Recent discussions in China reveal a growing internal awareness against data localization, calling for more flexible and relaxed data policies to foster economic development and be more engaged in the international market. For example, China held an international forum in May to explore legal issues relating to AI and cross-border data transfer. Quite a few government officials and industry leaders made public speeches appealing for a more flexible regime on cross-border data transfer to foster AI industry. In the end of August, a major internet research center affiliated to Shanghai Academy of Social Science, a think tank with government background, published an in-depth report pointing out the positive effects of cross-border data transfer in promoting economic growth, national innovation and globalization, and that China’s current policy on cross-border data transfer is too conservative and incompatible with China’s digital economy status. Particularly, it mentioned that personal information and important data each should be subject to two different and separate regulations, because they implicates two distinct types of protected interests and security risks. The report proposed that the cross border transfer of personal information should be subject to a self-regulatory mechanism under the government supervision to protect privacy, and the important sensitive data should be regulated by a layered administrative assessment mechanism to protect national interests.
A leading Chinese scholar Zhou Hanhua also criticized in a 2018 paper that the existing policies in China misapplied the national security standard into the area of personal information protection. Zhou also mentioned that the personal information law should focus on individual rights protection rather than national security interests. Otherwise, Zhou said, it would cause unexpected serious consequences, humper big data and international trade businesses, and not really protect national cybersecurity.

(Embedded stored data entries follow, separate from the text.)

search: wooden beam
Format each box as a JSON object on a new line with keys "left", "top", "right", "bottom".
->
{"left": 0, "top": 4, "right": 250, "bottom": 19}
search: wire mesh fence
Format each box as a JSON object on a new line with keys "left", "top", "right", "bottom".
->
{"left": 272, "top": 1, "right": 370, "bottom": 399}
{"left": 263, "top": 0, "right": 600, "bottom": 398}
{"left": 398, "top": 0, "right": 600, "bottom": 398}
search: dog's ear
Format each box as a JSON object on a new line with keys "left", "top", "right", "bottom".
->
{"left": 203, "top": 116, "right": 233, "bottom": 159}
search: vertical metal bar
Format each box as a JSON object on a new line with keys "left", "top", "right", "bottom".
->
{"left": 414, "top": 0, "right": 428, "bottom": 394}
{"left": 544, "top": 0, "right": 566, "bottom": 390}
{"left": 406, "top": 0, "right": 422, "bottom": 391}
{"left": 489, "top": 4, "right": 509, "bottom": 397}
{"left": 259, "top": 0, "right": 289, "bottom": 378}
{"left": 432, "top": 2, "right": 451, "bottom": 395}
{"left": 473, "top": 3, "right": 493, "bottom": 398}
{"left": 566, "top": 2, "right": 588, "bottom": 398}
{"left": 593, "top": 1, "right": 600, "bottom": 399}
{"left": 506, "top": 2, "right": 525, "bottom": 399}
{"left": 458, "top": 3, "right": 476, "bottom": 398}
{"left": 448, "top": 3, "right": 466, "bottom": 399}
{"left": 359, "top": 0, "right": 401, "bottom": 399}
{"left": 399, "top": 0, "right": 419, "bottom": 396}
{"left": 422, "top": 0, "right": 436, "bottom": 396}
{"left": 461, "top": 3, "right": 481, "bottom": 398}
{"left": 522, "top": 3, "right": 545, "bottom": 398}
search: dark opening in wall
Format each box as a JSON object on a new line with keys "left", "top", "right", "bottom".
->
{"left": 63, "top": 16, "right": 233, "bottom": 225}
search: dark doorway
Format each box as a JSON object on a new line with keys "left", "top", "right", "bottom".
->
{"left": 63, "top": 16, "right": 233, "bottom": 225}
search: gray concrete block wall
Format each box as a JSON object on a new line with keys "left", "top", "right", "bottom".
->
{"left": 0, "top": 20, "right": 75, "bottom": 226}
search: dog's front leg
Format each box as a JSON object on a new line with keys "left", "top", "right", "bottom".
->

The Chinese government seemed to start to echo these voices. As mentioned, China published a drafting rule in 2017, proposing a security review mechanism for the outbound transfer of personal information and important data. Without progress on this drafting rule since then, in June, 2019 China released another drafting rule, the Measures on Security Assessment of the Cross-border Transfer of Personal Information, which would only apply to personal information but not important data, and more center on safeguarding individual rights. Meanwhile, the outbound transfer of important data was briefly touched in a separate drafting rule released shortly before in the end of May, the Measures on Data Security Management, with a focus on security risk assessment. These two documents reveal the government intention of distinguishing the regulation of personal data from important data. Furthermore, in August, the State Council released the government plan for a pilot free trade-zone located in Shanghai, China, which mentions that an administrative system around data security would be established and tested for cross-border data transfer in support of the industries like integrated circuit, artificial intelligence, biomedicine and other critical areas.
***
In a notice released in July, 2017 by the State Council on Issuing the Development Plan on the New Generation of Artificial Intelligence, China has identified AI as a major driving force for its economy, aiming to lead the world in AI technology by 2030. As this essay has discussed, strict data localization rules can backfire and hurt a country’s own AI industry, and Chinese policy makers seem to have realized the problem and started to explore a controllable way to facilitate cross-border data transfer. More rules will be expected in the near future to roll out the detailed implementation.